Since its large scale destruction in the November U.S. offensive, Fallujah has often slipped out of sight and out of mind of the press, as assaults by insurgents in Iraq have increased elsewhere and the January elections approach. A new report from that city by a major news outlet at least remedies that
in part.
A Los Angeles Times article by Edmund Sanders on Thursday reported the disgust among the few refugees who have returned to the battered city and found: "Lakes of sewage in the streets. The smell of corpses inside charred buildings. No water or electricity. Long waits and thorough searches by U.S. troops at checkpoints. Warnings to watch out for land mines and booby traps. Occasional gunfire between troops and insurgents."
Sanders noted that "the initial clamor by an estimated 200,000 refugees to return to the homes they had fled last month is being replaced by a bitter resignation that the city remains largely uninhabitable and unsafe.

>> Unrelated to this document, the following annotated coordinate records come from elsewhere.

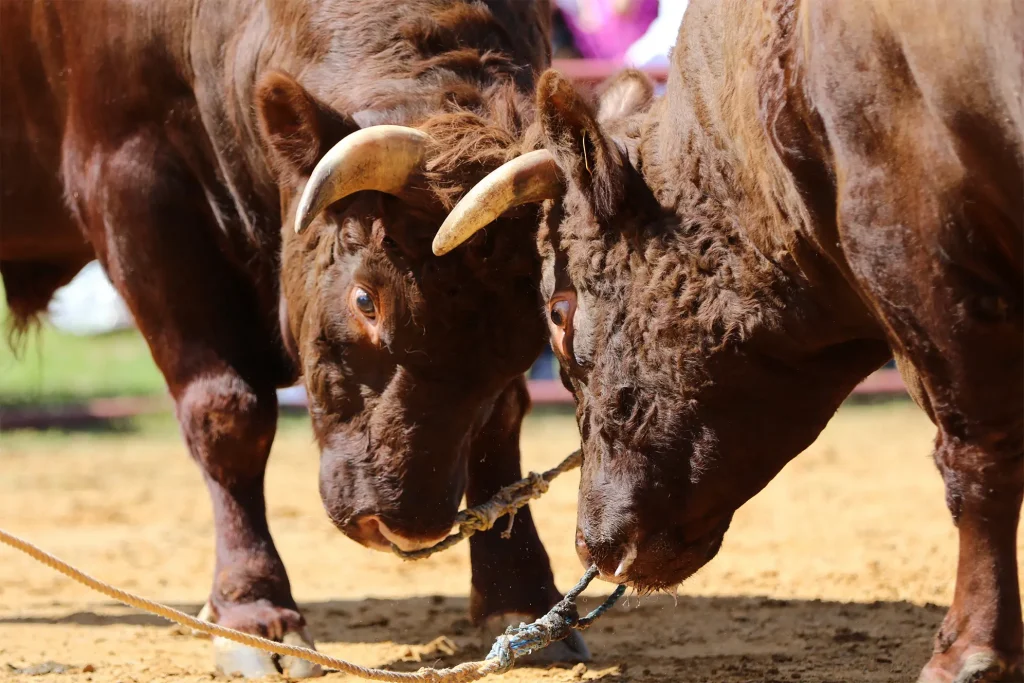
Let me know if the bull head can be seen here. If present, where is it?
[440,72,887,589]
[256,72,544,550]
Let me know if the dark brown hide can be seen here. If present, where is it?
[475,0,1024,681]
[0,0,585,663]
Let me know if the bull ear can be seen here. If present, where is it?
[537,70,626,217]
[597,69,654,126]
[256,71,358,175]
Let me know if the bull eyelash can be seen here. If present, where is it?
[582,130,594,175]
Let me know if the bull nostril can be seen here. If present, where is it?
[373,515,449,553]
[344,515,390,550]
[577,528,594,569]
[575,529,637,584]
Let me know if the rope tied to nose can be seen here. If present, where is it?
[391,450,583,560]
[0,529,626,683]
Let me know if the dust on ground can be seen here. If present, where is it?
[0,402,1024,683]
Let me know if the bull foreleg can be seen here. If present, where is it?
[921,434,1024,683]
[466,380,590,661]
[66,133,316,677]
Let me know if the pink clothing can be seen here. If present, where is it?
[558,0,657,59]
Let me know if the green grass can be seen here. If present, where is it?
[0,286,166,405]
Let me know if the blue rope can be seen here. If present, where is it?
[487,566,626,674]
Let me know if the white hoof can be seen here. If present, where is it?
[213,632,324,678]
[481,612,591,665]
[193,602,324,678]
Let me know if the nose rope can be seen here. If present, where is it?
[391,450,583,560]
[0,529,626,683]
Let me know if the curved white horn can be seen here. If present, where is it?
[295,126,430,232]
[432,150,563,256]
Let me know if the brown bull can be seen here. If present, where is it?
[434,0,1024,682]
[0,0,586,675]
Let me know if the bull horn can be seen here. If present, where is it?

Hopes of quickly restoring normality to the restive Sunni Muslim city are fading, raising questions about whether Fallujah will be ready to participate in the Jan. 30 national election."

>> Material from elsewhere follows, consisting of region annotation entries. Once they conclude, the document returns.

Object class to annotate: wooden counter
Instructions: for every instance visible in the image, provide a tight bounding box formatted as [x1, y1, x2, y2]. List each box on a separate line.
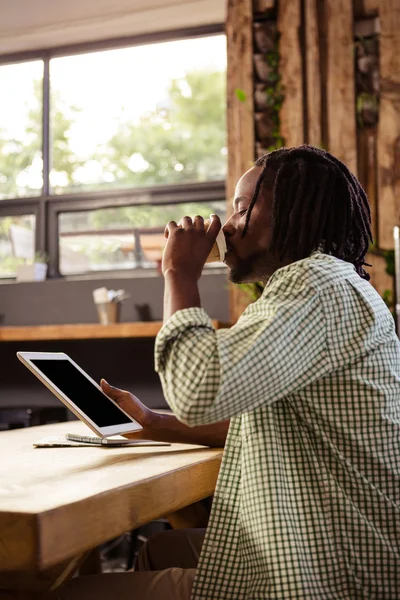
[0, 320, 229, 342]
[0, 422, 222, 599]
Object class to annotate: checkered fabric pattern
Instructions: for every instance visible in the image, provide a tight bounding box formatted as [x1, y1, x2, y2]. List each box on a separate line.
[156, 252, 400, 600]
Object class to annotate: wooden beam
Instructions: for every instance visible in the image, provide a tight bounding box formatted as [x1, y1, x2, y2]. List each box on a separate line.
[378, 0, 400, 249]
[226, 0, 254, 204]
[278, 0, 304, 146]
[304, 0, 322, 146]
[357, 127, 378, 240]
[325, 0, 357, 175]
[226, 0, 255, 322]
[253, 0, 275, 14]
[353, 0, 381, 19]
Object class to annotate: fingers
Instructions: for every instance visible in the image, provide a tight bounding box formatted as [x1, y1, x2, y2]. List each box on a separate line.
[193, 215, 204, 231]
[179, 217, 193, 229]
[164, 221, 178, 239]
[100, 379, 129, 400]
[206, 215, 221, 239]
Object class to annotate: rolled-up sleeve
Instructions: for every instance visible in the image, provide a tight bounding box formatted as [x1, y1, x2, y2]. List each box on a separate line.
[155, 274, 330, 426]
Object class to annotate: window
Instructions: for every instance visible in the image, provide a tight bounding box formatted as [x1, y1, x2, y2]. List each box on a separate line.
[0, 27, 227, 277]
[59, 200, 225, 275]
[0, 61, 43, 200]
[0, 215, 36, 278]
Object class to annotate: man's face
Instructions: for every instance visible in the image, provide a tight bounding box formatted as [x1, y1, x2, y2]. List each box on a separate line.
[223, 167, 282, 283]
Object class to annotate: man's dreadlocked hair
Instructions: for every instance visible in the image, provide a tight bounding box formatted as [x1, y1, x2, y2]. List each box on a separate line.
[243, 145, 372, 280]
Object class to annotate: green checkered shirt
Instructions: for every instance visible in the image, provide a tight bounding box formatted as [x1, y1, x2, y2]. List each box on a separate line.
[156, 252, 400, 600]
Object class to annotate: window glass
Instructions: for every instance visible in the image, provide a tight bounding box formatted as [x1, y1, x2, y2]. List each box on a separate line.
[50, 35, 227, 194]
[0, 61, 43, 200]
[59, 200, 226, 275]
[0, 215, 35, 277]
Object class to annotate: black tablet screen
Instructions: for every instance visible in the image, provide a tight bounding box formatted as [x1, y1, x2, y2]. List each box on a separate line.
[31, 359, 132, 427]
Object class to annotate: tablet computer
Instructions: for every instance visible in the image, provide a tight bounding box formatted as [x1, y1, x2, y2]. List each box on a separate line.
[17, 352, 142, 437]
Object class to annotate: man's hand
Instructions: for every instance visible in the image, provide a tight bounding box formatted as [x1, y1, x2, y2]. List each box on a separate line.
[100, 379, 229, 448]
[162, 215, 221, 282]
[100, 379, 160, 440]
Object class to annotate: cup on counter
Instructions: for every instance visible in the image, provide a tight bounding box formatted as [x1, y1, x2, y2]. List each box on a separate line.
[164, 219, 228, 264]
[204, 219, 227, 263]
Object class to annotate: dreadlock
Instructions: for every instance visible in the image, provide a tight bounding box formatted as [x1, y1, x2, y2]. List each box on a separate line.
[242, 145, 372, 280]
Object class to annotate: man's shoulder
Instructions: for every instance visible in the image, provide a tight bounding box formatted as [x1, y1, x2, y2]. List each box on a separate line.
[266, 252, 361, 294]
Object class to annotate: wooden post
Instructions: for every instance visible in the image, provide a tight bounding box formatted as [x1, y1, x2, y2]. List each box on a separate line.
[253, 0, 275, 13]
[378, 0, 400, 249]
[325, 0, 357, 175]
[304, 0, 323, 146]
[226, 0, 255, 322]
[278, 0, 304, 146]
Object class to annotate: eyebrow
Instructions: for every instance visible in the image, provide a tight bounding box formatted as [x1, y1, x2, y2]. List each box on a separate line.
[233, 196, 248, 209]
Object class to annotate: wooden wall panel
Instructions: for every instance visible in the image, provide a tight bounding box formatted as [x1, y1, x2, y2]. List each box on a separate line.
[226, 0, 255, 322]
[378, 0, 400, 249]
[304, 0, 322, 146]
[353, 0, 380, 19]
[254, 0, 275, 13]
[325, 0, 357, 174]
[278, 0, 304, 146]
[226, 0, 254, 204]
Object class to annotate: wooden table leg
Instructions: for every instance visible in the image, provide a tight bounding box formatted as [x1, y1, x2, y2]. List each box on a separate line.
[166, 502, 209, 529]
[0, 552, 91, 600]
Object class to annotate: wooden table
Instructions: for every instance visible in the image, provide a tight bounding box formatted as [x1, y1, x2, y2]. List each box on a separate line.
[0, 320, 230, 342]
[0, 421, 222, 598]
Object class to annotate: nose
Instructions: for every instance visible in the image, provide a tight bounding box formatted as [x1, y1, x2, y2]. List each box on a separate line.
[222, 215, 236, 237]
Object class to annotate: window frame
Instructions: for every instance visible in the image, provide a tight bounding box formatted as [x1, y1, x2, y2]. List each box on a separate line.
[0, 24, 226, 284]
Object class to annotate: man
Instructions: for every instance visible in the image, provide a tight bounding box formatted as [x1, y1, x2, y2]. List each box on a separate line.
[60, 146, 400, 600]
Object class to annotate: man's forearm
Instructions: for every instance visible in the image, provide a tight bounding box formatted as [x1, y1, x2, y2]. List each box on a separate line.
[164, 270, 201, 323]
[148, 414, 229, 448]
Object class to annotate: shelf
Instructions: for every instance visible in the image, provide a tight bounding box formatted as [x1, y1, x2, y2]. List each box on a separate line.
[0, 321, 229, 342]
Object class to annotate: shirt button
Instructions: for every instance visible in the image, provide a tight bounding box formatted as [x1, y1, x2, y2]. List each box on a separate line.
[208, 542, 218, 554]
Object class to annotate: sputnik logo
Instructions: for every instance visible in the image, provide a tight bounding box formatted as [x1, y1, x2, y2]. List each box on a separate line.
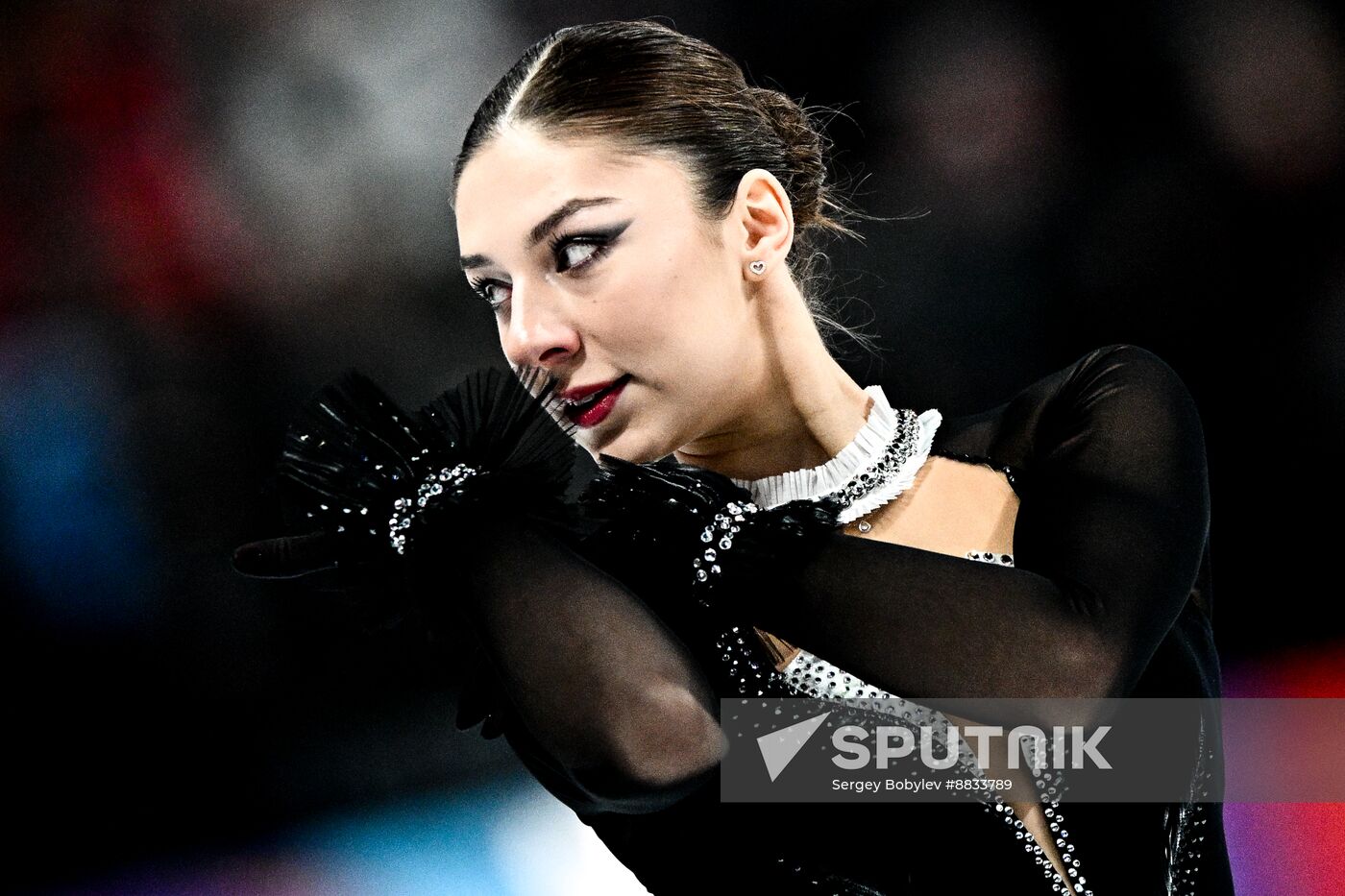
[757, 712, 831, 782]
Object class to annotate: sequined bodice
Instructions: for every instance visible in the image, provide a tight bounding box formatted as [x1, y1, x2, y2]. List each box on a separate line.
[781, 550, 1092, 896]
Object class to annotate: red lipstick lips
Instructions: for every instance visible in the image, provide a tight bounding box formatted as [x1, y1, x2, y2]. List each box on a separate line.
[561, 374, 631, 427]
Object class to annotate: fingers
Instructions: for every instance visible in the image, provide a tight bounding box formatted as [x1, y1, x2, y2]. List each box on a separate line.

Nearly 15,000 residents have re-entered Fallujah during the last week, military figures show. Males between the ages of 15 and 55 must carry special identification cards.

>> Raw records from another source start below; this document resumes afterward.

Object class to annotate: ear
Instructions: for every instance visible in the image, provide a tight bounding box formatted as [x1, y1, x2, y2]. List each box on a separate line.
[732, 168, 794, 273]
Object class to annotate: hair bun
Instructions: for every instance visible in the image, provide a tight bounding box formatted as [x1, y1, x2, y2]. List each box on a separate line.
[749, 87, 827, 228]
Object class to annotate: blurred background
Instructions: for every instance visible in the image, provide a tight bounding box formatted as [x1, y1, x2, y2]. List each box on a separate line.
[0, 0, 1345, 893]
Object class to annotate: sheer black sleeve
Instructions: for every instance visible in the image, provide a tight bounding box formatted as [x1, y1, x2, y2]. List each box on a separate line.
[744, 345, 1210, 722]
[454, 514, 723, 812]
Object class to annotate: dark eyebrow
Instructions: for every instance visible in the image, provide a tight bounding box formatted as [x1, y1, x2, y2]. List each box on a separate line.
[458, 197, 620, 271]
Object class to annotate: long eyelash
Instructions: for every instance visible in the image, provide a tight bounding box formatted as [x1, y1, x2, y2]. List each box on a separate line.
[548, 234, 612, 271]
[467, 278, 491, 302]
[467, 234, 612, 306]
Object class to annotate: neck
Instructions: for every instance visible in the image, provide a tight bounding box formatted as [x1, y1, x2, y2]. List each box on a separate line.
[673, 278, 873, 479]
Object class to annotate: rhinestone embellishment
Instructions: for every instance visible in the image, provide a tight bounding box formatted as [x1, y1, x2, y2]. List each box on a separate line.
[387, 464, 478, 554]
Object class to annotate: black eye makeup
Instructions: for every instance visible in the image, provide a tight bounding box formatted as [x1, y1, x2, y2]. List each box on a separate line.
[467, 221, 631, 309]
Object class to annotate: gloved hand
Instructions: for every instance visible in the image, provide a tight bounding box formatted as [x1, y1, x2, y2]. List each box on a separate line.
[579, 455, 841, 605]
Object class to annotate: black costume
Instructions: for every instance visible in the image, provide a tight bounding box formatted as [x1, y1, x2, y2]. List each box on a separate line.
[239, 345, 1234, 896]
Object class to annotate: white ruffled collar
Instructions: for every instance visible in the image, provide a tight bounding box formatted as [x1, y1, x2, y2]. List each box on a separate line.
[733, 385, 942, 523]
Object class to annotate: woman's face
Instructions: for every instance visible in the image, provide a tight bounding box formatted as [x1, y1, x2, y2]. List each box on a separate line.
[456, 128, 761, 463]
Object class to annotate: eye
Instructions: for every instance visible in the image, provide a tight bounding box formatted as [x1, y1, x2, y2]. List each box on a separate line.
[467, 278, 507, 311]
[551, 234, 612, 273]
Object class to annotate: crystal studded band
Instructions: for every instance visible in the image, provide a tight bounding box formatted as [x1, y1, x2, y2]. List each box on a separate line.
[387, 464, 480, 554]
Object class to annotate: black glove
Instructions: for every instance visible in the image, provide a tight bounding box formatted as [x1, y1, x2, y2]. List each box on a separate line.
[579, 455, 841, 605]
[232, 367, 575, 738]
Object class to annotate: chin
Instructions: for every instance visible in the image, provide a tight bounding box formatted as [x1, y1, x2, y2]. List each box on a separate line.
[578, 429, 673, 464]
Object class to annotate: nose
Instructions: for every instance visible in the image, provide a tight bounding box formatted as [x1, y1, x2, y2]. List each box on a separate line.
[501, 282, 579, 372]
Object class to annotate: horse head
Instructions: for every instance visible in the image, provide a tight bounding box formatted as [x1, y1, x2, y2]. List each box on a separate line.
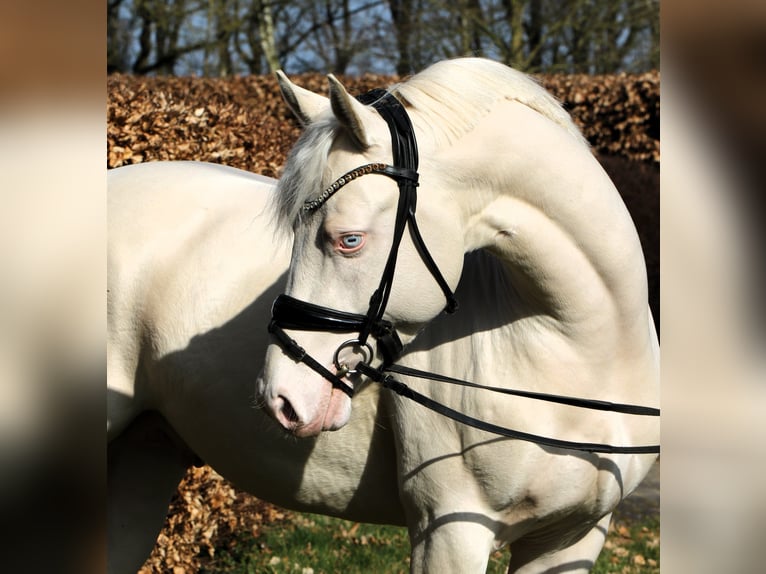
[258, 74, 465, 436]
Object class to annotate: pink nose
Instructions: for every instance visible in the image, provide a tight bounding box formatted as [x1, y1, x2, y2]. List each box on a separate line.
[271, 395, 301, 430]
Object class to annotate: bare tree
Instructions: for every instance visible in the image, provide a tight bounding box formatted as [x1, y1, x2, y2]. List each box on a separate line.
[107, 0, 659, 75]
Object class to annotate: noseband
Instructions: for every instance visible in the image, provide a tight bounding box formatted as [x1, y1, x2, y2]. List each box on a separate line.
[269, 89, 457, 397]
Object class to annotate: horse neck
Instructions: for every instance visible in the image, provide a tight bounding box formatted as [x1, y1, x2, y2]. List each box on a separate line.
[429, 102, 647, 341]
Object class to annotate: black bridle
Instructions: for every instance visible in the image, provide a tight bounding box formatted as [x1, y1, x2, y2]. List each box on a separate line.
[269, 89, 457, 397]
[269, 89, 660, 454]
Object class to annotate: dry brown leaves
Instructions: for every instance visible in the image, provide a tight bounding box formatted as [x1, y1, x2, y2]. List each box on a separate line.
[107, 72, 659, 177]
[107, 72, 660, 574]
[138, 466, 285, 574]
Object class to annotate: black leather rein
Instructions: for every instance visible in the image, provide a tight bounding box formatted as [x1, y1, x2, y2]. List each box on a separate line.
[269, 86, 660, 454]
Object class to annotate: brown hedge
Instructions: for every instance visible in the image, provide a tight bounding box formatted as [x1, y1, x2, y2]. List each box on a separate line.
[107, 72, 660, 574]
[107, 72, 660, 177]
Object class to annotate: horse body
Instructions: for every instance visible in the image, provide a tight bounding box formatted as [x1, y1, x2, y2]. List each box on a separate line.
[107, 162, 404, 573]
[258, 60, 659, 572]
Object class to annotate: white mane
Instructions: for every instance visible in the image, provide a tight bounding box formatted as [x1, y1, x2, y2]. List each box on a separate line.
[389, 58, 588, 145]
[275, 58, 588, 227]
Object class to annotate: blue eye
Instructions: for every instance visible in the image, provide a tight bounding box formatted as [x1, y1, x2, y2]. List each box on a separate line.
[338, 233, 364, 252]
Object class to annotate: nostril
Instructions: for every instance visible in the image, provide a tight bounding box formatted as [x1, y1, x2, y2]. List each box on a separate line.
[279, 395, 301, 423]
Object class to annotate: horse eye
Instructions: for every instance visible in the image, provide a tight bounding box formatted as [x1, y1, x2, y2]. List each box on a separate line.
[338, 233, 364, 253]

U.S. military officials have announced plans to use fingerprinting and retina scans to prevent insurgents from returning.
Most are returning to destroyed and looted homes in a city that resembles a disaster zone with no power, heat or running water. Some are finding bodies of relatives that stayed behind.
Sanders recounted the experience of Yasser Abbas Atiya, a grocer who "swore he'd sooner sleep on the streets of his beloved hometown of Fallujah than spend another night in the squalid Baghdad shelter where his family had been squatting."
Thirty minutes after he returned home this week, however, Atiya had seen enough, finding his house wrecked and ransacked by American soldiers. He left in dismay and had no plans to go back.
He told Sanders: "I couldn't stand it. I was born in that town. I know every inch of it. But when I got there, I didn't recognize it."